Council may embed 'bed tax' in rates

The Queenstown Lakes District Council is planning a bed tax. But it won't be called that.

The council is discussing embedding a quasi bed tax into its long term plan district plan by gearing targeted rates payments to reap "costs associated with visitors".

As a tourist haven Queenstown hosts 2.8 million visitors a year, but as a district only it has a base of about 22,000 ratepayers.

A rates and funding review started in June last year focused on how rates were allocated and who pays what share.

A mooted solution to recovering tourist costs associated with upkeep on parks, reserves, trails, walkways, public toilets and events is designed to contribute around 50 cents a day from each visitor, and could be harvested from businesses that benefit from tourism.

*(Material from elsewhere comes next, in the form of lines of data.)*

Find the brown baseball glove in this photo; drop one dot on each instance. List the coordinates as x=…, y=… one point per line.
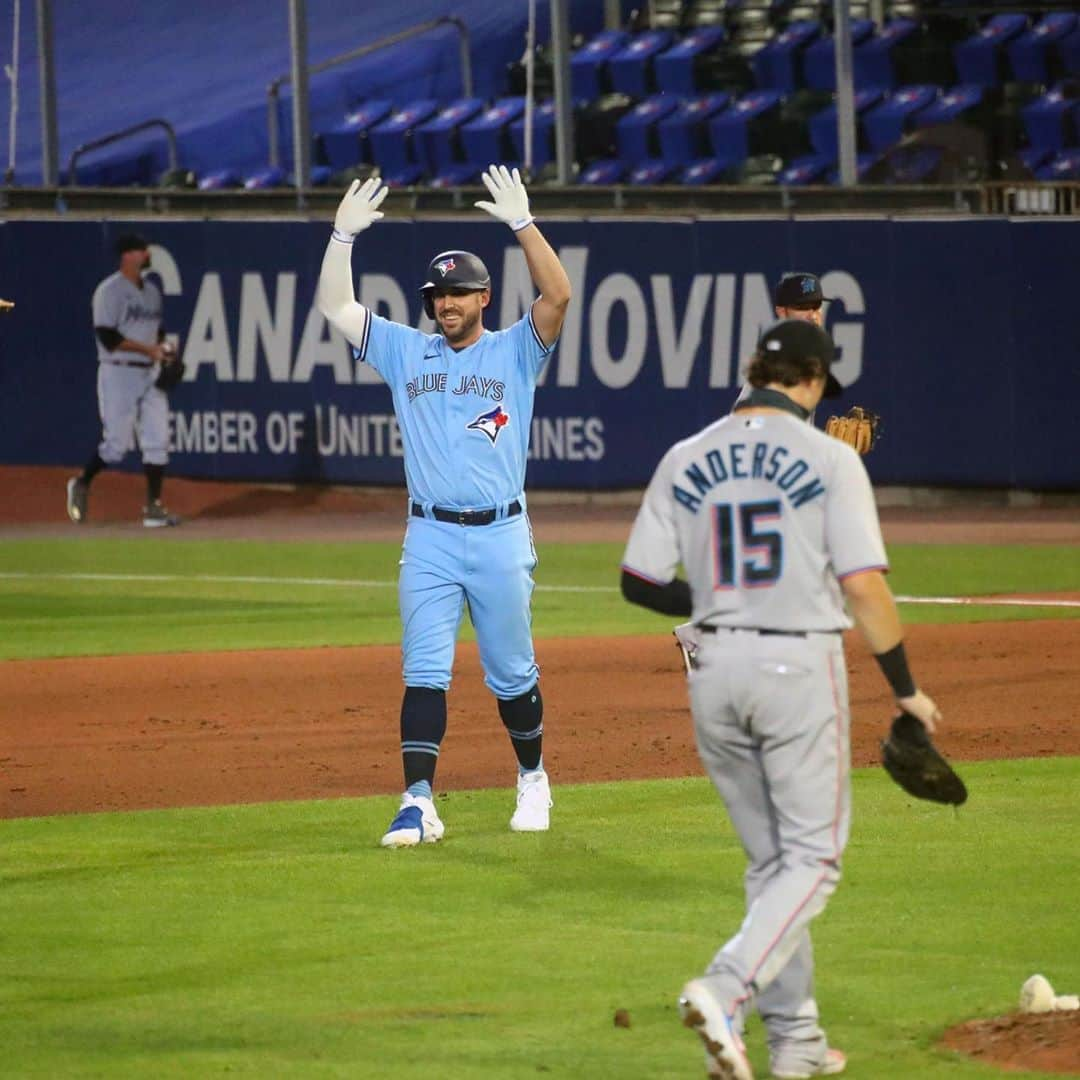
x=172, y=369
x=915, y=763
x=859, y=428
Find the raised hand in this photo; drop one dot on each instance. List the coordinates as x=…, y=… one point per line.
x=510, y=201
x=360, y=207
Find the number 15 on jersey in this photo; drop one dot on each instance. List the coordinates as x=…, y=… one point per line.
x=747, y=551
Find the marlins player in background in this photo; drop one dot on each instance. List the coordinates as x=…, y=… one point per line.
x=798, y=295
x=127, y=312
x=775, y=524
x=463, y=401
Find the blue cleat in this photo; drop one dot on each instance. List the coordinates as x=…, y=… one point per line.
x=416, y=822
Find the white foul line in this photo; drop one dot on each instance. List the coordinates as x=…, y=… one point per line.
x=361, y=583
x=981, y=602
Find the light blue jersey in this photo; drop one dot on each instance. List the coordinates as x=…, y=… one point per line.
x=464, y=415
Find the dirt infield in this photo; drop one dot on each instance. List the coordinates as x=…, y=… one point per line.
x=134, y=732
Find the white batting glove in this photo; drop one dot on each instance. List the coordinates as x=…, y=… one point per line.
x=510, y=200
x=360, y=208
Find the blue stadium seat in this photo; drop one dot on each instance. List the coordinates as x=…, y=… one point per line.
x=607, y=171
x=220, y=178
x=676, y=65
x=1065, y=166
x=1068, y=51
x=635, y=131
x=778, y=65
x=342, y=146
x=589, y=64
x=1050, y=120
x=819, y=61
x=652, y=171
x=404, y=176
x=730, y=133
x=823, y=134
x=885, y=124
x=683, y=134
x=271, y=177
x=457, y=173
x=435, y=140
x=631, y=68
x=950, y=106
x=1027, y=52
x=979, y=57
x=811, y=169
x=543, y=125
x=391, y=139
x=707, y=171
x=485, y=138
x=872, y=61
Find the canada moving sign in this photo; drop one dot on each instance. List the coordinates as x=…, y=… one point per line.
x=664, y=313
x=716, y=326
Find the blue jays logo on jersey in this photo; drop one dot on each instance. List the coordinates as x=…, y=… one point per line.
x=490, y=423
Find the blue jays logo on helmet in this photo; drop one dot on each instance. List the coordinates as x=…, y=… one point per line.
x=490, y=423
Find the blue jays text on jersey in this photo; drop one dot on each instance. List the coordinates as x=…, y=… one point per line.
x=747, y=461
x=464, y=415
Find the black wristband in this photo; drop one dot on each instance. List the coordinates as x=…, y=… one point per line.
x=894, y=667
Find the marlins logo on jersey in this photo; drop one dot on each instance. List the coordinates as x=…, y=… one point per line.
x=490, y=423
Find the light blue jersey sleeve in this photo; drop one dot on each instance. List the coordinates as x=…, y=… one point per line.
x=529, y=350
x=386, y=343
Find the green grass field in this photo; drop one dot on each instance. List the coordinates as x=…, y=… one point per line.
x=86, y=596
x=281, y=941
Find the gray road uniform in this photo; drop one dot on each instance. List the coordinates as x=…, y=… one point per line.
x=767, y=515
x=127, y=400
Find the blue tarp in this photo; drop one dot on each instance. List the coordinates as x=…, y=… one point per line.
x=204, y=66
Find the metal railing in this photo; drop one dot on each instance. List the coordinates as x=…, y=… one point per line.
x=124, y=133
x=1031, y=198
x=273, y=137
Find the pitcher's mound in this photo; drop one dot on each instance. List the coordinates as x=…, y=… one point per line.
x=1049, y=1042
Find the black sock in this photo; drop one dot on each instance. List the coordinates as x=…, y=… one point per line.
x=154, y=477
x=93, y=467
x=523, y=718
x=423, y=725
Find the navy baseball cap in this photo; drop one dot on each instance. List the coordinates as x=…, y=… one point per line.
x=131, y=242
x=798, y=291
x=797, y=339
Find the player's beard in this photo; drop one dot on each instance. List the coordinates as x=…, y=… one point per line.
x=466, y=326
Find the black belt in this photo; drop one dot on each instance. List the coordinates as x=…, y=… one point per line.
x=466, y=516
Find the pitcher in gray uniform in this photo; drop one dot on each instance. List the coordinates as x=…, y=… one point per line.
x=775, y=525
x=127, y=324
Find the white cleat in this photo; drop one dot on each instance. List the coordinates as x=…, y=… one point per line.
x=835, y=1063
x=78, y=496
x=416, y=822
x=534, y=804
x=725, y=1053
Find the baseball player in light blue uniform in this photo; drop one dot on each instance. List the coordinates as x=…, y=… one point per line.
x=127, y=324
x=463, y=401
x=775, y=525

The plan was revealed in a council press release last week. But councillor and top-level council staff comments during a full council meeting held in Wanaka yesterday indicated the council was already receiving money to cover costs associated with visitors, which, if the visitor tax became active, could eventually reach $1.60 to $2 per visitor per day.

The intent now is to explicitly calculate how to arrange differential charges so that they have the same effect as a bed tax – something the Government is reluctant to allow the council to impose.

The council's finance manager and deputy CEO Stewart Burns said roading and regulatory rates had been geared towards contributing to costs associated with visitors since 2006.

"There's been a lot of publicity on the 50 cent rate," he said.

"But the roading rate methodology hasn't changed since 2006. We're looking at recovering costs by having (rates) differentials on accommodation properties, which reflects the impact of visitors. The roading rate partially recovers the cost of the impact of heavy vehicles, in particular the coaches and buses that service guided tours – which have a huge impact on our roads because the impact of a fully laden tour bus is hundreds and hundreds times more than a car on a road's [longevity]."